To some people, chocolate has been connected with kidney stones, headaches, acne, allergies, dental cavities and premenstrual syndrome. But most scientific evidences associating these problems to chocolate are weak. There are reports that cocoa can be addictive. It is also sometimes toxic to the liver, and and can even agitate the kidneys and the adrenal glands. For some, it can cause insomnia, nightmares, waking up in the middle of the night, shakes, and extreme energy shifts – much like the effects of caffeine on some people. In addition, because of the sugar and relatively high amount of calories, chocolate can be fattening and should be eaten in moderation.

Dark Chocolate

           Dark chocolate is rich in cell-protecting antioxidant – quite a bit more, in fact than what is found in strawberries. It contains a lot more cocoa than tother types of chocolate. Recent studies have proven that it is good for the heart. There are two main health benefits of dark chocolate: lower blood pressure and lower cholesterol (Taubert et al, 2003).

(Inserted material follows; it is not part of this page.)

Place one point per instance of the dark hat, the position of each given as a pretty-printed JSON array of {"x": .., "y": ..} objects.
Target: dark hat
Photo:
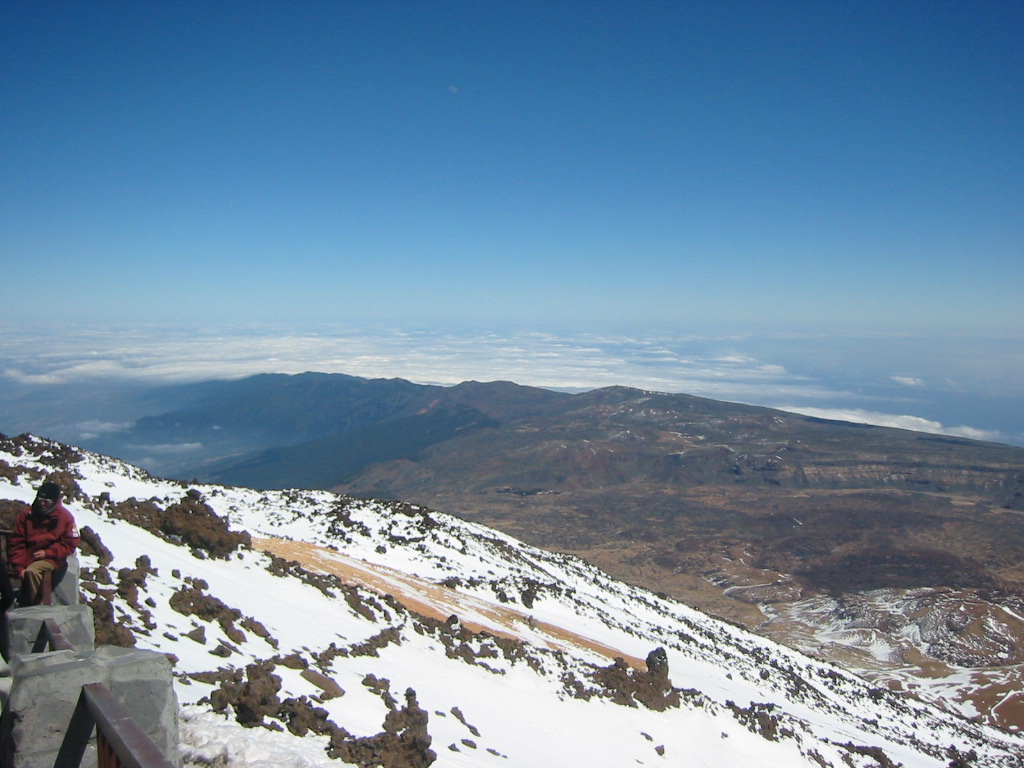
[{"x": 48, "y": 491}]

Aside from it being antioxidant, a group of German researchers found out that the flavonoids in dark chocolate absorb UV light. This helps protect and increase blood flow to the skin, and improve skin’s hydration and complexion. However, among all its health benefits, dark chocolate does have a lot of calories. Therefore, experts recommend sticking to not more than three ounces of the sweet stuff per day.

  Mary Engler, PhD of the University of California, advised that eating a small, 1.6 ounce bar of dark chocolate daily is good for one’s health. Studies have shown that dark chocolate has ingredients that lower blood pressure and even fight diseases, unlike white chocolate and milk chocolate. A small bar everyday can help your heart and cardiovascular system running well. Lastly, John Robbins, author of the book entitled, “The Food Revolution”, states that eating dark chocolate is not just okay, but it is actually very good for you if taken not in excess of the recommended quantity per day.